I personally see slightly higher framerates when I have "small feature culling" disabled entirely (except for reflections), unless I set it to ridiculously high values.
Re: Distant Statics Placeholder
I described several times how the "small feature culling" works - it works with individual scene graph nodes.
Most of meshes usually contain several shapes, so OSG culls them individually. It is especially noticable with NPC's, which have one or even many shapes for every bodypart.

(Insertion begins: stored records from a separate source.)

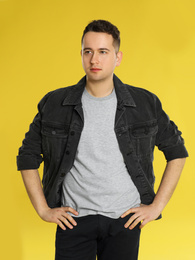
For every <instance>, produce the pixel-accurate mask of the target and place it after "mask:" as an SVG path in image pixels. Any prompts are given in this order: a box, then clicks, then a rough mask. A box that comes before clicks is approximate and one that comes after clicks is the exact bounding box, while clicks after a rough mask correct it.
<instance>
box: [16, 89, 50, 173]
mask: <svg viewBox="0 0 195 260" xmlns="http://www.w3.org/2000/svg"><path fill="white" fill-rule="evenodd" d="M50 93H51V92H49V93H47V94H46V95H45V96H44V97H43V98H42V100H41V101H40V102H39V104H38V113H37V115H36V116H35V118H34V120H33V122H32V123H31V124H30V127H29V131H28V132H27V133H26V134H25V138H24V140H23V142H22V146H21V147H20V148H19V153H18V156H17V169H18V171H20V170H30V169H38V168H39V166H40V164H41V162H42V161H43V157H42V141H41V114H42V110H43V108H44V105H45V103H46V101H47V98H48V96H49V95H50Z"/></svg>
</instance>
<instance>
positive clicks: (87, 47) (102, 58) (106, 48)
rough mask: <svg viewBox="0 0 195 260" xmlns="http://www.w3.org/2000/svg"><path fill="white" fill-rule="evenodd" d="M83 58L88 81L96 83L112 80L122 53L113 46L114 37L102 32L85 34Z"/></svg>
mask: <svg viewBox="0 0 195 260" xmlns="http://www.w3.org/2000/svg"><path fill="white" fill-rule="evenodd" d="M81 56H82V65H83V69H84V71H85V73H86V75H87V80H89V81H95V82H97V81H104V80H106V79H109V78H112V76H113V72H114V69H115V67H116V66H119V65H120V62H121V59H122V53H121V52H117V50H116V48H115V47H114V46H113V37H112V35H110V34H107V33H101V32H87V33H86V34H85V36H84V38H83V44H82V50H81Z"/></svg>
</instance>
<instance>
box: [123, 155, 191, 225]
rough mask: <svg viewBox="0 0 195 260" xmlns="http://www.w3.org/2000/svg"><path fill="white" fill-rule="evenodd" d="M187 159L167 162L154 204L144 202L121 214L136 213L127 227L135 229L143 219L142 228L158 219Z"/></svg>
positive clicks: (175, 186)
mask: <svg viewBox="0 0 195 260" xmlns="http://www.w3.org/2000/svg"><path fill="white" fill-rule="evenodd" d="M185 159H186V158H179V159H174V160H172V161H169V162H168V163H167V165H166V168H165V171H164V174H163V177H162V180H161V183H160V186H159V188H158V191H157V194H156V196H155V199H154V201H153V203H152V204H150V205H143V204H142V205H141V206H140V207H138V208H132V209H129V210H127V211H126V212H125V213H124V214H123V215H122V216H121V217H125V216H127V215H128V214H130V213H134V214H133V216H132V217H131V218H130V219H129V220H128V221H127V223H126V224H125V227H126V228H127V227H129V228H130V229H133V228H134V227H135V226H136V225H137V224H138V223H139V222H140V221H142V224H141V225H140V228H142V227H144V226H145V225H146V224H147V223H148V222H150V221H152V220H154V219H156V218H157V217H158V216H159V215H160V214H161V212H162V210H163V209H164V208H165V206H166V205H167V203H168V201H169V200H170V198H171V196H172V194H173V192H174V190H175V188H176V186H177V183H178V181H179V178H180V175H181V172H182V170H183V167H184V164H185ZM132 222H133V223H132Z"/></svg>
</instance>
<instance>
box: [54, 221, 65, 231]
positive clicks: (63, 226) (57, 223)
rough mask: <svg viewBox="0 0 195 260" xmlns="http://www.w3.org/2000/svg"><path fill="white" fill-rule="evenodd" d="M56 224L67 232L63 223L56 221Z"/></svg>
mask: <svg viewBox="0 0 195 260" xmlns="http://www.w3.org/2000/svg"><path fill="white" fill-rule="evenodd" d="M56 224H57V225H58V226H59V227H60V228H61V229H63V230H66V227H65V226H64V225H63V224H62V222H61V221H60V220H59V219H58V220H57V221H56Z"/></svg>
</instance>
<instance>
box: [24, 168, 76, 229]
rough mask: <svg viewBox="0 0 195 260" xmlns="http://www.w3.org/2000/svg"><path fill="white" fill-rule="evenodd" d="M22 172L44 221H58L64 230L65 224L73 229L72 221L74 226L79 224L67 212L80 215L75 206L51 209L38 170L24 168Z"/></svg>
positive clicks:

Maybe it is possible to implement custom cull callback for objects to cull only whole object subgraphs, but I have no Idea how to do it.
- AnyOldName3
- Posts: 2686
- Joined: 26 Nov 2015, 03:25
Re: Distant Statics Placeholder
We've already got a custom cull callback on everything to do light selection, so I'm not 100% sure if that would also need tweaking to make a second cull callback work. I think the way a cull callback would achieve what you're suggesting is to disable small feature culling for the cull visitor, then traverse the children, then turn it back on.
Re: Distant Statics Placeholder
IIRC, I had issues when I tried to disable a small feature culling for subgraph. The only thing I managed to do is to change the culling pixel size via custom cull callback.AnyOldName3 wrote: ↑01 Mar 2019, 12:07 I think the way a cull callback would achieve what you're suggesting is to disable small feature culling for the cull visitor, then traverse the children, then turn it back on.
Re: Distant Statics Placeholder
The true impostors LOD technique is very interesting and seems perfect for an open world engine like OpenMW.